仄暗い笑みを浮かべながらも、やっちまった…とばかりに顔を歪める檜山。
オレはこの瞬間全てを理解し、本気でキレ散らかした。
「…全員纏めて地獄の業火に焼かれとけ
この事態を招きオレたちを落とした檜山。
ご都合解釈のクソ勇者。
パニクって避難が遅れたクラスメイト共。
白崎と八重樫はまだいい……他は全員殺す。
オレはそんなことを思いつつも、奈落へと吸い込まれていった…。
「離して!サンズくんの所に行かないと!」
飛び出そうとする香織を雫と光輝が必死に羽交い締めにする。香織は、細い体のどこにそんな力があるのかと疑問に思うほど尋常ではない力で引き剥がそうとする。
「香織っ、ダメよ!香織!」
雫は香織の気持ちが分かっていた。だからこそ、かけるべき言葉が見つからない。ただ必死に名前を呼ぶことしかできない。
「香織!君まで死ぬ気か!サンズ達はもう無理だ!落ち着くんだ!このままじゃ、体が壊れてしまう!」
それは光輝なりに精一杯”香織“を気遣った言葉。しかし、今この場で錯乱する香織には言うべきでない言葉だった。
「無理って何!?二人は死んでない!行かないと!」
しかしその現実を受け止められる心の余裕は、今の香織にはない。言ってしまえば反発して、更に無理を重ねるだけだ。龍太郎や周りの生徒もどうすればいいか分からず、オロオロとするばかりだ。
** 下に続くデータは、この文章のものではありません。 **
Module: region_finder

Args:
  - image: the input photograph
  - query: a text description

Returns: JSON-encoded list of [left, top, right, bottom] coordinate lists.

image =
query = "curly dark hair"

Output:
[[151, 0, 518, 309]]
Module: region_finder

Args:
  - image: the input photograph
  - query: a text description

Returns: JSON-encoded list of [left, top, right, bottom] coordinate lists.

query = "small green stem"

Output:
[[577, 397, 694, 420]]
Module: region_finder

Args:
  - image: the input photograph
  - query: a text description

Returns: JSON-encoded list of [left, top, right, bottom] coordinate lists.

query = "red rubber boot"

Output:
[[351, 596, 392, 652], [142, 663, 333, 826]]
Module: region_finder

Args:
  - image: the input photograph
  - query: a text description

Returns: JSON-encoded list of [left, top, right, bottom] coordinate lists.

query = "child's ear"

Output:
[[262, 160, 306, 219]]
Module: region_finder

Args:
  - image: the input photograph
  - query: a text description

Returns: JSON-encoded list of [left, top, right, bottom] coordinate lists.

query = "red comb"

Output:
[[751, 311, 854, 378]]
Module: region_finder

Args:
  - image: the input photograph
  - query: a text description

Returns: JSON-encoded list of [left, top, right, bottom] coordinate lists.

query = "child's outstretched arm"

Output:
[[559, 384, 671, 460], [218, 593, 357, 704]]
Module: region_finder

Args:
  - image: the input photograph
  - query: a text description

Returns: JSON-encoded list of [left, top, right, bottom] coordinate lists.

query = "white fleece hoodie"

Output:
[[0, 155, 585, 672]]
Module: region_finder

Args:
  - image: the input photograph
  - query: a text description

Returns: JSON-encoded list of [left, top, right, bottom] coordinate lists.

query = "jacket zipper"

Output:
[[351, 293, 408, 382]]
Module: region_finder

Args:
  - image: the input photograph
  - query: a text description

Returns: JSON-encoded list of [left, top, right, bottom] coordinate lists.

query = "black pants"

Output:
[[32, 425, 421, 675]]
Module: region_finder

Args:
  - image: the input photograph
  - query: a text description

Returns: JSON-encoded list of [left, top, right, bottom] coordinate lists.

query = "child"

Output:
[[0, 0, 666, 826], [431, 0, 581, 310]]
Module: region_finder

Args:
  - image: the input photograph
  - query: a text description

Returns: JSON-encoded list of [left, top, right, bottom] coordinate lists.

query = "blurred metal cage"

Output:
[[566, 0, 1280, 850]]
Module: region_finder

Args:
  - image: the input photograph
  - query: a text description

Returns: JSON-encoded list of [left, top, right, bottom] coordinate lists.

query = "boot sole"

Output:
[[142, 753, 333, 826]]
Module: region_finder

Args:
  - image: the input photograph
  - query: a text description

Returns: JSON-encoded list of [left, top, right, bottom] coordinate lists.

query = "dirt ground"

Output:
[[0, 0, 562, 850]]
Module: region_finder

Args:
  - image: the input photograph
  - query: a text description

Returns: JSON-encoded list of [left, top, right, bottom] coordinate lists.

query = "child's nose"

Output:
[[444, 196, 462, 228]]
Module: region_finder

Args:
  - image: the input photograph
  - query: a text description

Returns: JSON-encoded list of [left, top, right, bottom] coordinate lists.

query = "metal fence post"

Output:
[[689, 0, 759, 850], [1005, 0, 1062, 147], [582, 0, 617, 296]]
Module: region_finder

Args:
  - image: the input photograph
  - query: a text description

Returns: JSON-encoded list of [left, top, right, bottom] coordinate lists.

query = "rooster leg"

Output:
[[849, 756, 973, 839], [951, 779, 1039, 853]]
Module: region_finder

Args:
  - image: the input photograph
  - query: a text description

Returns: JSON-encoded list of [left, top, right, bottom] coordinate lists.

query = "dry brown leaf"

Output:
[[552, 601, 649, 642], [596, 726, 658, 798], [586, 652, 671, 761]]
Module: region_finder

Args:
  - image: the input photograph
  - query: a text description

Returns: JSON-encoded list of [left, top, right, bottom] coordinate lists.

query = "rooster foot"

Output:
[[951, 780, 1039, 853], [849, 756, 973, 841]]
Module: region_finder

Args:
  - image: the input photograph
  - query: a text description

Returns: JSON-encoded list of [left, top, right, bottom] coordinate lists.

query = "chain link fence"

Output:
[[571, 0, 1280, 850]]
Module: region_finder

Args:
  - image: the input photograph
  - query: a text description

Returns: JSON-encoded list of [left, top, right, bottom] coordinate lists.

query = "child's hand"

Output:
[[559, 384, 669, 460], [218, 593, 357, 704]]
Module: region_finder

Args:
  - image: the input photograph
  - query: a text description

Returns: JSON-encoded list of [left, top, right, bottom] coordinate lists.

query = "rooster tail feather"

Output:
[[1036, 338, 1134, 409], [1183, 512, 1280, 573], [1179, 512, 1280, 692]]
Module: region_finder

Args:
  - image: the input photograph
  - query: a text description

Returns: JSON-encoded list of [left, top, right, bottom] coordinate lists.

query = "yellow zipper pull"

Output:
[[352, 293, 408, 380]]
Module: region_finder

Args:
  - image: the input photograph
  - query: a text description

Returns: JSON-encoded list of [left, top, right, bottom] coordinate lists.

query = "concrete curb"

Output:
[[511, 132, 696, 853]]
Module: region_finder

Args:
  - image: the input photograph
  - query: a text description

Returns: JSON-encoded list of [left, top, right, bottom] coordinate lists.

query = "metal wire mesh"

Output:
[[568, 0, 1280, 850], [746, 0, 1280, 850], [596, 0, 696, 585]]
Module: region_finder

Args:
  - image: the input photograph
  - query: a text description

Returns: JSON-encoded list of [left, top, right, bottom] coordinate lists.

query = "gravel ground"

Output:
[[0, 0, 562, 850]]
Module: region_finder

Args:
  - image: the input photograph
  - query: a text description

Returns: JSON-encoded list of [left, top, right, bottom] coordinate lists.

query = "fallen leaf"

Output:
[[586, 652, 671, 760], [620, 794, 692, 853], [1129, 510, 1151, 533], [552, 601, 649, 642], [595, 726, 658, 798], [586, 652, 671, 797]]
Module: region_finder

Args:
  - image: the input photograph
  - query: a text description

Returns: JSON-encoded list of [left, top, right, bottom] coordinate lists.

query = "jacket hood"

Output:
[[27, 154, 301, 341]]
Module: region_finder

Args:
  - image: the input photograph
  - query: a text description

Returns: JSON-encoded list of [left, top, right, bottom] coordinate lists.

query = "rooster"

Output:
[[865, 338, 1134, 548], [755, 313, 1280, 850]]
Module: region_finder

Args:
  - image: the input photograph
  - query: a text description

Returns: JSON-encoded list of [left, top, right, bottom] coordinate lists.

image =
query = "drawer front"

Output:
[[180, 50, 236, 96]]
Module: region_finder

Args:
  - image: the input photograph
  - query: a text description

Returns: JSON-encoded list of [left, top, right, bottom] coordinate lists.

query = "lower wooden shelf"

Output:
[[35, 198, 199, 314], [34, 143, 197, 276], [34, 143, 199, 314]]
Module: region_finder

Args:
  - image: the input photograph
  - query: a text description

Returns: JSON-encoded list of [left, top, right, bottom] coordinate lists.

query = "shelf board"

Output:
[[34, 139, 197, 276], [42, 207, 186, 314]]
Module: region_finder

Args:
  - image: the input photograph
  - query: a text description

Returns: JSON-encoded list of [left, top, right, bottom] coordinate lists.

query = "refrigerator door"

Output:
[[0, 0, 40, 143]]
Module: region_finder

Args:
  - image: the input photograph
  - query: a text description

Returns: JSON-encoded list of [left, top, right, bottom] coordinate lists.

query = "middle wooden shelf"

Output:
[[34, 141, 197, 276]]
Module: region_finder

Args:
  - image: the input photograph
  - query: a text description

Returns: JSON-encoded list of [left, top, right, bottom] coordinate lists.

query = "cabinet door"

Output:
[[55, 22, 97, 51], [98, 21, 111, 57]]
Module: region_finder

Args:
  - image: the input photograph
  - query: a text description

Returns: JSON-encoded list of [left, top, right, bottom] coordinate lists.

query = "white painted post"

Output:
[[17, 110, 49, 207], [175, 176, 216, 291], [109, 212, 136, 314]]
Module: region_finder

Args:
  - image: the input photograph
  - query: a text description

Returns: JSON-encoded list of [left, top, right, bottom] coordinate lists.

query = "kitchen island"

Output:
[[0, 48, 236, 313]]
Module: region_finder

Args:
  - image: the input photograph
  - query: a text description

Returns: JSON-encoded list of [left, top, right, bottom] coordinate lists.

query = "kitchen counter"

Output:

メルドはそのまま素早く香織の後ろに回り込み、首に手刀を落とす。一瞬痙攣すると香織はそのまま意識を落としてしまう。その身はメルドは優しく受け止める。それを見た光輝は目を見開き、思わずと言うようにメルド団長を睨むが、
「……お前たち!ぼさっとするな!早く撤退するぞ!これ以上犠牲を出すわけにはいかん!」
メルド団長の一喝に口を紡ぎ、その隙に雫がメルド団長から香織を受け取る。
「すいません……」
「いや、いい………」
力なく呟きながらメルド団長は雫に香織を手渡した。
雫は香織を抱えなおしながら憮然とした表情の光輝に告げる。
「私達が止められなかったから団長が止めてくれたのよ。わかるでしょ?今は時間がないの。香織の叫びが皆の心にもダメージを与えてしまった。そして何より香織が完全に壊れる前に止める必要があった」
もしもメルド団長が止めていなかったら香織の心の箍は完全に破壊されていただろう。それを止めることを自分たちはできなかった。今、香織の心はギリギリのところで均衡を保っている状態なのだ
「ほら、あんたが道を切り開くのよ。全員が脱出するまで。……ハジメちゃんも言っていたでしょう?」
雫の言葉に、光輝は頷いた。
「そうだな、早く出よう」
目の前でクラスメイトが二人も死に、クラスメイト達は混乱の極みにあった。めちゃくちゃに言葉が交わされ、戦闘どころではない。いまだ健在のトラウムソルジャーの相手をしているのは優香を含めた少数だ。
そのクラスメイト達に光輝が声を張り上げる。
「皆!今は、生き残ることだけ考えるんだ!撤退するぞ!」
その言葉に、クラスメイト達はようやく動き出すが、その動きは緩慢だ。
光輝は必死に声を張り上げ、メルド団長や騎士団員達も生徒達を鼓舞する。
その甲斐あってから全員が階段への脱出することに成功し、そのまま迷宮から脱出を果たした。